ECLI:NL:GHSGR:2001:AB1880
Gerechtshof 's-Gravenhage
- Hoger beroep kort geding
- M. Vrij
- A. Welbedacht
- J. Boele
- Rechtspraak.nl
Toegang tot experimenteel geneesmiddel TCH346 voor ALS-patiënt
In deze zaak, die van levensbelang is voor de appellant die lijdt aan de dodelijke ziekte ALS, heeft het Gerechtshof 's-Gravenhage op 31 mei 2001 uitspraak gedaan in hoger beroep. De appellant, vertegenwoordigd door mr. A.H. Vermeulen, heeft een vordering ingesteld tegen de besloten vennootschap Novartis Pharma B.V. en de Staat der Nederlanden, vertegenwoordigd door mr. J.G.F.M. Hoffmans, met als doel toegang te verkrijgen tot het experimentele geneesmiddel TCH346. Dit middel, dat zich nog in de onderzoeksfase bevindt, zou mogelijk effectief kunnen zijn tegen ALS, maar is nog niet geregistreerd voor gebruik in Nederland.
De appellant heeft in hoger beroep drie grieven aangevoerd tegen het vonnis van de president van de arrondissementsrechtbank te 's-Gravenhage, die eerder had geoordeeld dat de Staat en Novartis terecht weigerden het middel te verstrekken. Het hof heeft de feiten zoals vastgesteld door de president als uitgangspunt genomen en heeft de argumenten van de appellant, die bereid is de risico's van het gebruik van een niet-geregistreerd middel te aanvaarden, tegen de bezwaren van de Staat en Novartis afgewogen.
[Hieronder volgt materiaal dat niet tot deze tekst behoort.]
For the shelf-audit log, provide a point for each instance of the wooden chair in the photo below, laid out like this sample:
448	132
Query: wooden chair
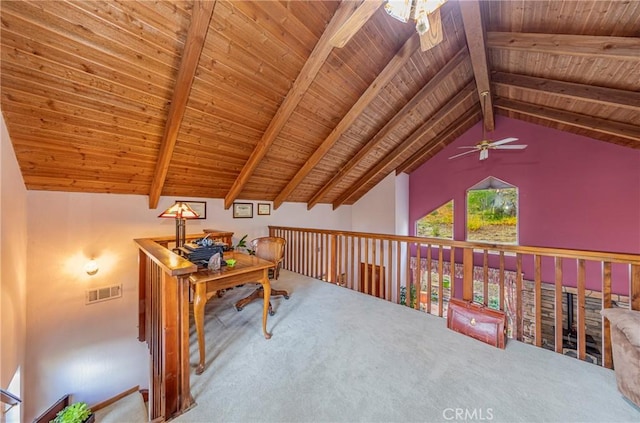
271	249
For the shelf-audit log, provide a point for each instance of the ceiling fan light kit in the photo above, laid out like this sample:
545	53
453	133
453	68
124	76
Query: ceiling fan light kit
419	10
486	144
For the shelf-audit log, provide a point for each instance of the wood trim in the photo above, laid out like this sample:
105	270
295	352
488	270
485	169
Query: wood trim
411	140
604	126
599	95
356	21
114	399
593	46
306	76
391	125
394	65
475	33
198	28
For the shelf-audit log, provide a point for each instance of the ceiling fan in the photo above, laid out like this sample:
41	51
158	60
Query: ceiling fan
485	144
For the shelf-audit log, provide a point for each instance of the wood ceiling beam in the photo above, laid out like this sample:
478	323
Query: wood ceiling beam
625	48
464	95
304	79
464	122
383	78
474	31
603	126
591	93
407	110
198	28
356	21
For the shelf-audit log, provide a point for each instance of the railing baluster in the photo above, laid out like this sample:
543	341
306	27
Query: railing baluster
558	306
538	299
485	273
441	281
607	354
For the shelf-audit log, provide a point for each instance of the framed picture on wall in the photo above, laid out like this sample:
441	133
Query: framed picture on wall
199	207
242	210
264	208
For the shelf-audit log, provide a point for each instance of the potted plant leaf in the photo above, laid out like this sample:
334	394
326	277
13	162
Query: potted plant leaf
78	412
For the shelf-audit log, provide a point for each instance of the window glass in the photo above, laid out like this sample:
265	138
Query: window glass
492	215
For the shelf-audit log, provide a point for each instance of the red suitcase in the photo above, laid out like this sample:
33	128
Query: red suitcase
477	321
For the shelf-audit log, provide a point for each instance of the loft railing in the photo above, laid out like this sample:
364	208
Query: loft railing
163	323
424	273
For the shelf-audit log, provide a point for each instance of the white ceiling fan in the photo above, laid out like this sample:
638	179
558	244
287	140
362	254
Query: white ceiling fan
485	145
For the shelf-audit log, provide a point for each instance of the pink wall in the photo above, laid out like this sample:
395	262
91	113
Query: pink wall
575	192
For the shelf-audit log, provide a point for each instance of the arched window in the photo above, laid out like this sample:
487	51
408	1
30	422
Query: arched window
492	212
438	223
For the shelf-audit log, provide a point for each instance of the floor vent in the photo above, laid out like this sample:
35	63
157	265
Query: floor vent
103	294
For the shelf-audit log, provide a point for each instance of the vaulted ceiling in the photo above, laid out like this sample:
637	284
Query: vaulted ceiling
304	101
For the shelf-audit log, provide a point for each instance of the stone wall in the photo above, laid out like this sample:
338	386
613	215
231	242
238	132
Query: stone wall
593	320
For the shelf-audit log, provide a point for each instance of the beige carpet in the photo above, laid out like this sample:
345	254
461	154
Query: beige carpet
340	356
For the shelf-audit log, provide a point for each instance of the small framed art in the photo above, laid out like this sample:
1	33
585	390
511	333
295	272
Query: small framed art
264	208
242	210
199	207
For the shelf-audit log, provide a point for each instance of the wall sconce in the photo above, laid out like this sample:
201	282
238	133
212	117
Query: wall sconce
91	267
9	399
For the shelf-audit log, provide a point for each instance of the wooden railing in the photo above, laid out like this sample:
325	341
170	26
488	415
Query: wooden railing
164	324
397	268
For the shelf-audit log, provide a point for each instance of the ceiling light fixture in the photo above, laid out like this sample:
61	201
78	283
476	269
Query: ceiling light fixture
424	13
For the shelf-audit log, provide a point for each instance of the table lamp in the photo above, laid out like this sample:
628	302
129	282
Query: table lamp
180	211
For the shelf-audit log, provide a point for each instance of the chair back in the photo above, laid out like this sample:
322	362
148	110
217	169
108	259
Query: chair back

Het hof heeft geoordeeld dat de weigering van Novartis en de Staat om het middel te verstrekken terecht is, omdat het verstrekken van TCH346 aan de appellant ook aan andere ALS-patiënten zou moeten worden aangeboden, wat in strijd zou zijn met de Wet op de Geneesmiddelenvoorziening. Het hof heeft ook opgemerkt dat er geen bewijs is geleverd dat de specifieke variant van ALS van de appellant wezenlijk verschilt van andere vormen, en dat de verstrekking van een experimenteel middel aan alle ALS-patiënten de reguliere klinische onderzoeken zou kunnen belemmeren.
Uiteindelijk heeft het hof de grieven van de appellant verworpen en het vonnis van de president bekrachtigd, met veroordeling van de appellant in de kosten van het hoger beroep. Deze uitspraak benadrukt de strikte regulering rondom de verstrekking van niet-geregistreerde geneesmiddelen en de noodzaak van zorgvuldig onderzoek voordat dergelijke middelen aan patiënten worden aangeboden.